La contraseña introducida es incorrecta.
¿Por el amor de Dios, cuánta complicación podía tener aquello? Paul no era… nunca había sido precisamente un lince en lo que a esas cosas respectaba.
Victoria…
Tal vez se hubiese tomado la revancha, después de todo. Dios, ¿podía ser tan sencillo como una pequeña aventura? Un tanto pija, además, por como sonaba. Era una idea dolorosa, pero tal vez menos dolorosa que la otra opción.
Pero todavía quedaba lo de Kevin Shepherd por explicar. Y lo de Frank Linnell.
Empezó a teclear rápidamente, gritándose cada vez que se confundía y cuando pulsaba accidentalmente Bloq Mayus, probando con palabras conforme iban surgiendo en su cabeza y aporreando la tecla Intro. Cualquier cosa que pudiese haber significado algo para Paul: el nombre de su mejor amigo de la escuela, el perro que tenía de niño, Queens Park Rangers, La gran evasión, el puto Freddie Mercury…
La contraseña introducida…
Cerró el portátil con tanta fuerza como se atrevió y se quedó allí sentada hasta que recuperó el aliento. Hasta que el sudor empezó a enfriársele sobre el cuello y los hombros.
Recordó que al marido de Jenny, Tim, se le daban bien los ordenadores, lo plasta que se había puesto varias veces hablando de redes y cortafuegos. Pensó en pedirle ayuda, luego se lo pensó mejor enseguida. Sabía que Jenny saldría de caza en cuanto se enterase, que la interrogaría sin descanso. A lo mejor podía pedirle a Tim que lo hiciese a hurtadillas y se lo callase.
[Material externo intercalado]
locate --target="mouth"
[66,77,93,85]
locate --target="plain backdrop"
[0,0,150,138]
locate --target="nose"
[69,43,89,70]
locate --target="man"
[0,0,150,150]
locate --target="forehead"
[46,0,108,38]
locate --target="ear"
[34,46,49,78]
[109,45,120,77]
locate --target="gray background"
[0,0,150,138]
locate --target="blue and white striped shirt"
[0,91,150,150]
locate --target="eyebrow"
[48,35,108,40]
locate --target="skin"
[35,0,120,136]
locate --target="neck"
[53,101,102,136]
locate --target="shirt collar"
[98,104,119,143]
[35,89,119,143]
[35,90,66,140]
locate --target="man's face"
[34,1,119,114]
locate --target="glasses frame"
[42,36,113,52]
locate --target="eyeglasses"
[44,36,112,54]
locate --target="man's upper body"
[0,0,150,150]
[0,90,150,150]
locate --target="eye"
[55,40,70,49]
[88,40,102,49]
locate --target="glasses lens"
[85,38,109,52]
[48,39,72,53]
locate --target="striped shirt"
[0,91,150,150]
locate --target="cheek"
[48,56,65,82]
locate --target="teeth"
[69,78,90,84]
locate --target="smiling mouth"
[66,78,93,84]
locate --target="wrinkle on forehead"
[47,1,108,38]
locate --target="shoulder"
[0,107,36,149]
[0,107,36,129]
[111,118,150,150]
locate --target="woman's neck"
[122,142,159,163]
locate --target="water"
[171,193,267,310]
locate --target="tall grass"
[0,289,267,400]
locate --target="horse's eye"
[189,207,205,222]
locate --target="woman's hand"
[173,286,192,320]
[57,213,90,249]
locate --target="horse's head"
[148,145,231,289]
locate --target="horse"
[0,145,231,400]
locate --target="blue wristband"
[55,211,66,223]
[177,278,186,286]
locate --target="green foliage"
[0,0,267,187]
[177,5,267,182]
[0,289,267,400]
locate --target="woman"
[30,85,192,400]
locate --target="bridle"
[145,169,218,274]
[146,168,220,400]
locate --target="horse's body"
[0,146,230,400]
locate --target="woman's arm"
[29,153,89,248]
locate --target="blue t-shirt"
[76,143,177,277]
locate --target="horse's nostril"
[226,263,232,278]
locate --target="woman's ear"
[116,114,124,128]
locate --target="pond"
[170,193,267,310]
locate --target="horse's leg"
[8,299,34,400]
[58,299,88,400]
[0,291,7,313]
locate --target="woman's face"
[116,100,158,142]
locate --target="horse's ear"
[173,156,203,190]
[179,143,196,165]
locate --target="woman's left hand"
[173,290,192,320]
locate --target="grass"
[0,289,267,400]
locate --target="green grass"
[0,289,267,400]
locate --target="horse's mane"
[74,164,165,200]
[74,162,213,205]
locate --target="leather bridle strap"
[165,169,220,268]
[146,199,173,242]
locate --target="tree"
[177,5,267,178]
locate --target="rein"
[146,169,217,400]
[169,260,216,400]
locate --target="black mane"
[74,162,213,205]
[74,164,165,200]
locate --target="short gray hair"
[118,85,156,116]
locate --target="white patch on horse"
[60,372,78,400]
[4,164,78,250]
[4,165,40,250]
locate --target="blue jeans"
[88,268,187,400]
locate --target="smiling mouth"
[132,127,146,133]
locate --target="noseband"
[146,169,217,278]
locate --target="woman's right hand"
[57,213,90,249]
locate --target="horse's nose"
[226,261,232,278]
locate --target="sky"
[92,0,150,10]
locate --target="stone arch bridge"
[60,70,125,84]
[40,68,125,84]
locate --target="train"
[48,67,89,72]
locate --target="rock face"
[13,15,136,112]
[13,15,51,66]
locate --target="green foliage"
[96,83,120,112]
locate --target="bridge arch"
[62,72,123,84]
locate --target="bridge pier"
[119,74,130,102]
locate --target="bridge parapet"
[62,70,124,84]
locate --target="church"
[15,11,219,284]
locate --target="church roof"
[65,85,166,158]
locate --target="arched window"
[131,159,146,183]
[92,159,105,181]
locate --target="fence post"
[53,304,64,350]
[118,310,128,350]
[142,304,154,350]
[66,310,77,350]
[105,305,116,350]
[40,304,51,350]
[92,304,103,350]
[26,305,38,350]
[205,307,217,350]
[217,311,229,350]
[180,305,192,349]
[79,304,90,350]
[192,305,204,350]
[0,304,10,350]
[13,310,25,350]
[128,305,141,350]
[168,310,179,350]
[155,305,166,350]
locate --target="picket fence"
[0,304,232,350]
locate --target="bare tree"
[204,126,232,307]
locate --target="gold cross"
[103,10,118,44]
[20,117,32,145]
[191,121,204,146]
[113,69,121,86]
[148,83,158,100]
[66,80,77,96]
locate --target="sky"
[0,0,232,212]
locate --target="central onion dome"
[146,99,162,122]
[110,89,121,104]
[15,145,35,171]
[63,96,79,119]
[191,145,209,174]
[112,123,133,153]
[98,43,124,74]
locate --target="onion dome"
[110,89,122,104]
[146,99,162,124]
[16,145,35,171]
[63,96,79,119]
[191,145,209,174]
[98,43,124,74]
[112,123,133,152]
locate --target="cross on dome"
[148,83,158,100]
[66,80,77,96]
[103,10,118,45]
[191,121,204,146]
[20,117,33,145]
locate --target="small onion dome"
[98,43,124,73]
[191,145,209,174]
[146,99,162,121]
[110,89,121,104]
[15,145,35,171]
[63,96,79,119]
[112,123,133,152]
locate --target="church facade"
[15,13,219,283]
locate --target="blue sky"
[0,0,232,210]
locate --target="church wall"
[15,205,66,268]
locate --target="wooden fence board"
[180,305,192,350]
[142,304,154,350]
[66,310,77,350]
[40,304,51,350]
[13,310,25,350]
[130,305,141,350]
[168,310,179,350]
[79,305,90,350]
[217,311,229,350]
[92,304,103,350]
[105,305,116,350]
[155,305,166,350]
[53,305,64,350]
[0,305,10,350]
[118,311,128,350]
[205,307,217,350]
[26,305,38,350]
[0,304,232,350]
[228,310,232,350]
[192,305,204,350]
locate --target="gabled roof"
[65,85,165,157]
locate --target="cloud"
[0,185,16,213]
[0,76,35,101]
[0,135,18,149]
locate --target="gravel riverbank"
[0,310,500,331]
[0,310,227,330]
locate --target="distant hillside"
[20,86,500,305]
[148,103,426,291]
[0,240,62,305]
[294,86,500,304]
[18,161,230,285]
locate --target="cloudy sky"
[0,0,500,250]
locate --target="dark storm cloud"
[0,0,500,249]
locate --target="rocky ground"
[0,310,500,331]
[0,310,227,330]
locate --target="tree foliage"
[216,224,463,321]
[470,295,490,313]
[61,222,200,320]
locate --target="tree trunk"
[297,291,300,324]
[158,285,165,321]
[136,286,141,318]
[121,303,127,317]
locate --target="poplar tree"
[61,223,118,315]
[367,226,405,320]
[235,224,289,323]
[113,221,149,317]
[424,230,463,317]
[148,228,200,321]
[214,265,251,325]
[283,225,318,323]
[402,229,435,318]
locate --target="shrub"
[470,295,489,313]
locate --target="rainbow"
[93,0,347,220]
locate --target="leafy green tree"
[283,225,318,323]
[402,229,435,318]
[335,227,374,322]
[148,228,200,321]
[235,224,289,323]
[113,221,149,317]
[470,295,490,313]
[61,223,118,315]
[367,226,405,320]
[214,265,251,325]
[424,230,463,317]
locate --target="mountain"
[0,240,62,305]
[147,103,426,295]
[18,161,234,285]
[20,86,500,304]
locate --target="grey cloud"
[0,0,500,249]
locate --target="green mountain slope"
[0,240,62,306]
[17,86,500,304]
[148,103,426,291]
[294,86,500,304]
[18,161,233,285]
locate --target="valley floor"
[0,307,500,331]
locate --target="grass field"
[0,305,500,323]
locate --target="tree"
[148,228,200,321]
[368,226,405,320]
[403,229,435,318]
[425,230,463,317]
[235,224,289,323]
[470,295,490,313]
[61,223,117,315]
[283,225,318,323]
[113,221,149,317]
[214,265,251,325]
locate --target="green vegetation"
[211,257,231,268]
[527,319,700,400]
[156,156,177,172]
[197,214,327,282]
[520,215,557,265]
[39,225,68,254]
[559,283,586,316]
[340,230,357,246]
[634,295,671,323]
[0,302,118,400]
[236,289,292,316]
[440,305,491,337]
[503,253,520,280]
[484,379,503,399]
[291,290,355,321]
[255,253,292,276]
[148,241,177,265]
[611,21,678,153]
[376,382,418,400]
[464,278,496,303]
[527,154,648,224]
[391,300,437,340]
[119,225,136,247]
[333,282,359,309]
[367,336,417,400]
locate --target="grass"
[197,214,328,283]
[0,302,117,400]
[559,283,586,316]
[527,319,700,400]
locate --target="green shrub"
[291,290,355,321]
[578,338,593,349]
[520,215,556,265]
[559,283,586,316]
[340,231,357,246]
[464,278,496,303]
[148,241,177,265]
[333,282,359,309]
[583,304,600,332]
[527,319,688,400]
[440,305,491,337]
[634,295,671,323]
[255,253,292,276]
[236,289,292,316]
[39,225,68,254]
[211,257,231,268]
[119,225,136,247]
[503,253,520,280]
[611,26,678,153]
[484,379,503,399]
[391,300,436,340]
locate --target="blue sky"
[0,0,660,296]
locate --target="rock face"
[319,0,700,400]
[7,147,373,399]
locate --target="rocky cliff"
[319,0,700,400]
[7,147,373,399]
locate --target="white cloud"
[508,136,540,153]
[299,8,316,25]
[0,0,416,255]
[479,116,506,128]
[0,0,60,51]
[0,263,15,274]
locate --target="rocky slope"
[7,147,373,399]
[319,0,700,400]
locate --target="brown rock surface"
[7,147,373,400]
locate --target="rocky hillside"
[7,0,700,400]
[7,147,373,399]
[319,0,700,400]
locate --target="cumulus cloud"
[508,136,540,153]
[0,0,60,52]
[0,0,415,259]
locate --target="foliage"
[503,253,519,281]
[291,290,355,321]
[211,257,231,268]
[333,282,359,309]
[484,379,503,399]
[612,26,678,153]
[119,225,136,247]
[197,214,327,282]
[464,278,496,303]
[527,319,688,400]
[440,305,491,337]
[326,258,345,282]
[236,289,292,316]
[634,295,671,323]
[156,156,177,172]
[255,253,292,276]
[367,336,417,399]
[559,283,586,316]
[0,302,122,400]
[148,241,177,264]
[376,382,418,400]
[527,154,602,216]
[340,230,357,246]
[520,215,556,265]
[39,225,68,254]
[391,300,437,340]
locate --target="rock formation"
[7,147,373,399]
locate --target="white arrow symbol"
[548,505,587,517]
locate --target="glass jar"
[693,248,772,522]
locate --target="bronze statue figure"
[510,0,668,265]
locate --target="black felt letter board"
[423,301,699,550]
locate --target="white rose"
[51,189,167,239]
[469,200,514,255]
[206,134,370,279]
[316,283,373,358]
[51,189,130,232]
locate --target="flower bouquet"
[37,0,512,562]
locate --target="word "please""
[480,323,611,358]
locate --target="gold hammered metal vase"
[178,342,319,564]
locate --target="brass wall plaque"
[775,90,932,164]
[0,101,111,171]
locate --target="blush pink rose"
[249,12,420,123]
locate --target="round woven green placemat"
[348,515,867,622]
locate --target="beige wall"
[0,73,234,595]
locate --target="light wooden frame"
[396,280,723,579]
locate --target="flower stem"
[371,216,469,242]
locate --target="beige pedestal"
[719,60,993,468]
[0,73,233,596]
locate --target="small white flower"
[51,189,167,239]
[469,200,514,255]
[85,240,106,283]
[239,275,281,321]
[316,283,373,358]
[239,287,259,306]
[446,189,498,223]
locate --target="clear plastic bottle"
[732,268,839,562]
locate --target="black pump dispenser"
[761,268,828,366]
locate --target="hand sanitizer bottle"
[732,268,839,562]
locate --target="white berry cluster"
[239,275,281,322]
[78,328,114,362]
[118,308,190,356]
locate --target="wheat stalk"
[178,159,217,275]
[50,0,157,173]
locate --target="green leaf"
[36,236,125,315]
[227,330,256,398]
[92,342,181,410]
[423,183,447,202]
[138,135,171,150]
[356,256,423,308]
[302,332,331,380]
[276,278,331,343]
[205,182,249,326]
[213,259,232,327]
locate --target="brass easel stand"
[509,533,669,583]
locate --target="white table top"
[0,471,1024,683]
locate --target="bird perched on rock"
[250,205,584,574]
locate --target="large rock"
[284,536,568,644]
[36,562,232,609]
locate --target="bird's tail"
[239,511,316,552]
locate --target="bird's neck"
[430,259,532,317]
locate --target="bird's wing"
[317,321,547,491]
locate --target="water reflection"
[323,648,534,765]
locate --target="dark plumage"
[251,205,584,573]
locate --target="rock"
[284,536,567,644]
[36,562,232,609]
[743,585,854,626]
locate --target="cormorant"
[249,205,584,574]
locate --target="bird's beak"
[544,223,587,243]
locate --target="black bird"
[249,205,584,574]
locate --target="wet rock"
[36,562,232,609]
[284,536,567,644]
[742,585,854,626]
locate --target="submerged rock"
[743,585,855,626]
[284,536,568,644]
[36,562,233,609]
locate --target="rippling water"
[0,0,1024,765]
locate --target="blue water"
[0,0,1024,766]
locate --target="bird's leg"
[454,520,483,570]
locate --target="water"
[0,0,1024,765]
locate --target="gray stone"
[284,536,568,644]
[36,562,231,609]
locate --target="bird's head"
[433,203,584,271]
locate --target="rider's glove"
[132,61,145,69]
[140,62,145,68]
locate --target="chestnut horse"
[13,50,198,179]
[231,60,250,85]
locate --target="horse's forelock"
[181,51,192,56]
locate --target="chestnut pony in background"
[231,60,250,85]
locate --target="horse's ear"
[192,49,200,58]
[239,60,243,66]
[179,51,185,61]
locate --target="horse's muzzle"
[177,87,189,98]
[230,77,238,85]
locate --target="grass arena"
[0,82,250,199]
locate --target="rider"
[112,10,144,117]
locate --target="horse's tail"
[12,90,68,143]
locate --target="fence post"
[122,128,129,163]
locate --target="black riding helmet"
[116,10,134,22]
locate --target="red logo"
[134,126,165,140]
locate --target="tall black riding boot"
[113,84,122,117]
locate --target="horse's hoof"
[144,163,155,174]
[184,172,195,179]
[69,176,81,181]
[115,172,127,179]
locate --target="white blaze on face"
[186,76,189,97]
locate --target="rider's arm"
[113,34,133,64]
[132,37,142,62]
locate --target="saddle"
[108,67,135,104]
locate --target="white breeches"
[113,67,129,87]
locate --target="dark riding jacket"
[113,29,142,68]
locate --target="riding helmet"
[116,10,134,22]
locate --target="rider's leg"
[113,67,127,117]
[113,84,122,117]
Tal vez pudiese convencerlo con una mamada; sabía que siempre la había mirado con buenos ojos.
¡Dios!, ¿de dónde demonios había salido aquello?
El bebé le dio una patada bien fuerte. De repente se sintió mareada, aturdida. Fue a la cocina y se bebió media botella de agua.
Cuando se sintió más calmada, llevó el portátil al dormitorio, lo envolvió en la bolsa de plástico y lo escondió en el fondo del armario, detrás de la guitarra de Paul. Se sintió enrojecer aun cuando lo estaba haciendo, pero sabía que fuese lo que fuese lo que había en el disco duro debía permanecer oculto.
Pensó que tal vez Frank Linnell tuviese las respuestas, pero no iba a ser fácil averiguarlas. No había forma de que pudiese pedir ayuda a nadie sin tener que explicar por qué, y no era factible ir a su oficina y sentarse delante del ordenador. Buscar un número de matrícula, como había hecho con Ray Jackson, era bastante fácil, pero utilizar el Ordenador Central de la Policía implicaba iniciar sesión e introducir su contraseña. La sesión quedaría registrada.
Dios, si al menos tuviese el nombre de alguna de las empresas de Linnell, podía ser tan fácil como mirar las Páginas Amarillas.
De vuelta en el salón, echó un vistazo al resto de las cosas de Paul, que seguían donde las había dejado, encima de la mesa: su agenda, cintas y CD, el mapa de carreteras del coche, su GPS.
– Venga, Hopwood, reconócelo. Es una idea genial…
Tal vez no, pero era buena idea, y aunque podía llevarle un rato, tampoco tenía mucho más que hacer.
Tal vez, en esta ocasión, la tecnología se pusiese de su parte.